I see that we have two options...both of which would involve a full vet check, bloods etc first.
One is a behavioural modification plan. I've used a behaviourist previously for one of my other dogs who had leash reactivity issues toward strange dogs. That dog improved, although not in all cases...and I spent a massive amount of time working with him. He is a small dog though, so that's quite different to a large, human reactive dog. I don't know how well it could work in a case like this. I had planned on getting one in sooner for this guy, but work brought me overseas for a while. I've had informal chats and gotten some tips but that's about it. Work could bring me away again, so I don't know what to do. I turned down an assignment recently because I knew my partner would find it difficult to cope with the dog by himself. 
The other option is PTS...I hate that it has even crossed my mind. All my family's dogs have been rescues and I've often gone out of my way to prevent a dog from being PTS. I can't stand people who decide a dog is just inconvenient and discard it. Any of the dogs I've rescued or fostered though, have been lovely, safe dogs. I just feel out of my depth with this guy.
I should add that he has never shown aggression to me, my partner or our other dogs. He is such a young dog, I would feel terrible about having him put down. At the same time, I'm pretty drained by all of this.


----------



## Guest (Dec 16, 2014)

dogmum said:


> As the title says, I have a 3 year old Presa Canario who is aggressive toward strangers. He lunges aggressively at people on the street, and sometimes stiffens and raises his hackles when he sees people at quite a distance. Obviously, he is muzzled when out, and is walked in a no-pull harness.
> With visitors, he has come to accept many people after being slowly introduced from behind a baby gate and with treats and them ignoring him being involved. Recently though, he has deteriorated in this regard. A very dog savvy friend was over recently and he broke through the baby gate and charged at her, growling and barking. He pressed his mouth against her but did not bite. I was quite shaken however, and it has really given me a wake up call. There is no particular type of person that stands out...men, women, children, the elderly. Everyone is a problem for him.
> He came from a bad background at 7 months. The previous owner had him as a "status dog" and did not socialise him. He was in poor physical shape, and had been acquired at 6 weeks old.

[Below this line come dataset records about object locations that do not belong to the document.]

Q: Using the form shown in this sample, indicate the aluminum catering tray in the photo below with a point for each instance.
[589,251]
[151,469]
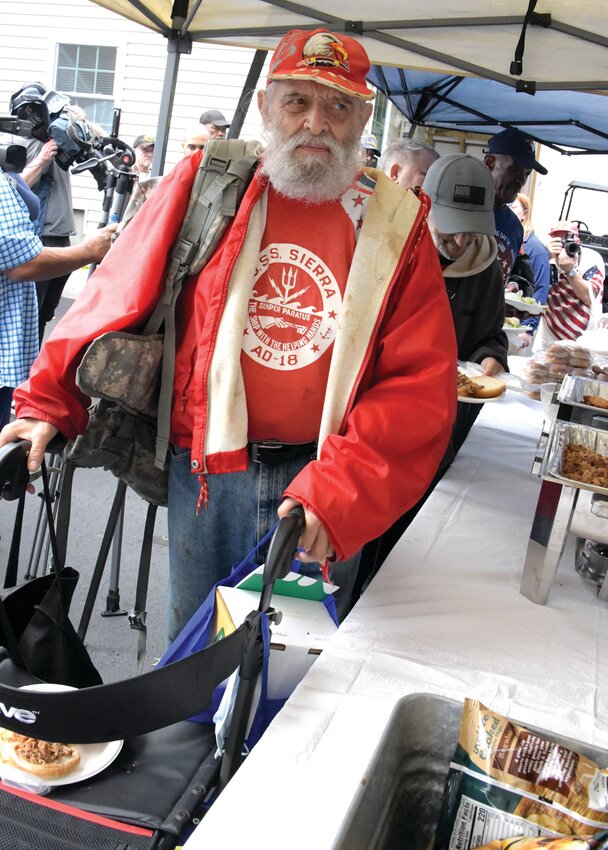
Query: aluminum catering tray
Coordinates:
[562,434]
[574,388]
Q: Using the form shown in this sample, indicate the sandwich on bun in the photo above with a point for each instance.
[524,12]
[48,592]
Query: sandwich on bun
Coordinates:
[45,759]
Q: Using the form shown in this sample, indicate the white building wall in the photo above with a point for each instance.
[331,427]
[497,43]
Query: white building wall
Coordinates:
[210,77]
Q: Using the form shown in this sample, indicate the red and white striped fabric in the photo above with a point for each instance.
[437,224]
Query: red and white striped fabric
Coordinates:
[567,317]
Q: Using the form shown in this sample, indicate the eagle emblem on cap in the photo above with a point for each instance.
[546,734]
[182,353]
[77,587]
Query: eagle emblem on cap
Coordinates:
[324,49]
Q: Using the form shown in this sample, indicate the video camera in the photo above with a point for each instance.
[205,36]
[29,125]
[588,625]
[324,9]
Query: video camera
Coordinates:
[46,115]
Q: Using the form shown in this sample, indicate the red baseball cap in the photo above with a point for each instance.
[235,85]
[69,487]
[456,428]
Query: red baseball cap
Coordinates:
[320,56]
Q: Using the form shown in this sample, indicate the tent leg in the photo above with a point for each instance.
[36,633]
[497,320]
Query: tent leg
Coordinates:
[176,45]
[247,93]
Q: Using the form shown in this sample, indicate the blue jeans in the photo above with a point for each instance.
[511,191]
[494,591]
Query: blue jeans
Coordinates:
[204,548]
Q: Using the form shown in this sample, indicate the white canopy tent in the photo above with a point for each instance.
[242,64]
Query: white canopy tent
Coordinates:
[540,45]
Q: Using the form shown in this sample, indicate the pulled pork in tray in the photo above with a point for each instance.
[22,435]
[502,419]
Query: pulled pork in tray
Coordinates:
[581,464]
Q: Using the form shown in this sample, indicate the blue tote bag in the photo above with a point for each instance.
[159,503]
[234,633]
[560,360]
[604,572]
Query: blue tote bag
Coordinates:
[198,633]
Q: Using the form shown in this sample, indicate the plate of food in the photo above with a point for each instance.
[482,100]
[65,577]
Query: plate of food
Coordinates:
[510,328]
[50,763]
[479,389]
[525,304]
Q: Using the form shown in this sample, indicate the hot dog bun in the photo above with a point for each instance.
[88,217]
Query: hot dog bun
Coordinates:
[486,386]
[44,759]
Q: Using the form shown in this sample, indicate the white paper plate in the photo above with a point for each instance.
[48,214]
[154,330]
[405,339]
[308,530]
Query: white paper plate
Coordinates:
[520,330]
[93,757]
[471,400]
[532,309]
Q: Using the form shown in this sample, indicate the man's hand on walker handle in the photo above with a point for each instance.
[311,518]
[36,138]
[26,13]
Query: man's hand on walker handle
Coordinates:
[314,541]
[38,432]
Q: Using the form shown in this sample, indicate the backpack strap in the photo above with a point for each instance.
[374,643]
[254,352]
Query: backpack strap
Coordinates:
[220,183]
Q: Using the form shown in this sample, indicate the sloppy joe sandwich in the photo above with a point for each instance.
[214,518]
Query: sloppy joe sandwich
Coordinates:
[481,386]
[45,759]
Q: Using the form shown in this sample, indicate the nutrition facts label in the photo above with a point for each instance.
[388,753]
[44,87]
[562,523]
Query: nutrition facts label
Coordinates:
[477,824]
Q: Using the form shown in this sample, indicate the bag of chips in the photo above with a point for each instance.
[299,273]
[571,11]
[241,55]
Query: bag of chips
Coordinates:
[599,842]
[508,782]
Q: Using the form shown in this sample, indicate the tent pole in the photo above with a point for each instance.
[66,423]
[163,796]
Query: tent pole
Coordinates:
[177,43]
[257,63]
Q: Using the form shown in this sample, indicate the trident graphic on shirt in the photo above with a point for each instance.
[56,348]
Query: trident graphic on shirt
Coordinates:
[288,283]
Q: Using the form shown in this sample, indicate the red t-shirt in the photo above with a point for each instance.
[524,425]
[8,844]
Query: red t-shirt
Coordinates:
[294,311]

He was always bad with strangers, though he seems to be getting worse. He also goes ballistic at the vets whenever he has to go. BTW, he is neutered.
> My partner and I are at our wits end. He suggested rehoming, but that is not an option as far as I'm concerned. There are too many risks attached for rehomers and the dog himself. I'd hate to see him in a bad situation again. His behaviour toward my friend last week though, really got us thinking about how difficult life has become. I was really concerned that he could cross the threshold...he's never bitten, but I'm worried he could be heading that way. Our two other dogs are impacted as they don't get as much attention, while our lives have come to revolve around managing to live with these issues. We don't go to the dog walking spots we used to, we can't go away with the dogs as we would with the two we already had, while kennels won't take him. Many people won't come to the house now, although he hasn't behaved anywhere near as badly towards them (or perhaps I've been slightly delusional about how bad he is, I don't know ).
> ...


I think your options as you have described are pretty much spot on obviously leaning more heavily towards a thorough medical and behavioral evaluation followed by b-mod.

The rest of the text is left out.